New geospatial capabilities in Amazon SageMaker make it easier for customers to make predictions using satellite and location data: Today, most data captured has geospatial information (e.g., location coordinates, weather maps, and traffic data). However, only a small amount of it is used for ML purposes because geospatial datasets are difficult to work with and can often be petabytes in size, spanning entire cities or hundreds of acres of land.

To start building a geospatial model, customers typically augment their proprietary data by procuring third-party data sources like satellite imagery or map data. Practitioners need to combine this data, prepare it for training, and then write code to divide datasets into manageable subsets due to the massive size of geospatial data. Once customers are ready to deploy their trained models, they must write more code to recombine multiple datasets to correlate the data and ML model predictions.

To extract predictions from a finished model, practitioners then need to spend days using open source visualization tools to render on a map. The entire process from data enrichment to visualization can take months, which makes it hard for customers to take advantage of geospatial data and generate timely ML predictions.

Amazon SageMaker now accelerates and simplifies generating geospatial ML predictions by enabling customers to enrich their datasets, train geospatial models, and visualize the results in hours instead of months. With just a few clicks or using an API, customers can use Amazon SageMaker to access a range of geospatial data sources from AWS (e.g., Amazon Location Service), open-source datasets (e.g., Amazon Open Data), or their own proprietary data including from third-party providers (like Planet Labs).

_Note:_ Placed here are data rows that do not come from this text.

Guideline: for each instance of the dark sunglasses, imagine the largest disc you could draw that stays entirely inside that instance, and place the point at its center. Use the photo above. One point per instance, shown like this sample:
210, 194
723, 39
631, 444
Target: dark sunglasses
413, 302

Once a practitioner has selected the datasets they want to use, they can take advantage of built-in operators to combine these datasets with their own proprietary data. To speed up model development, Amazon SageMaker provides access to pre-trained deep-learning models for use cases such as increasing crop yields with precision agriculture, monitoring areas after natural disasters, and improving urban planning. After training, the built-in visualization tool displays data on a map to uncover new predictions.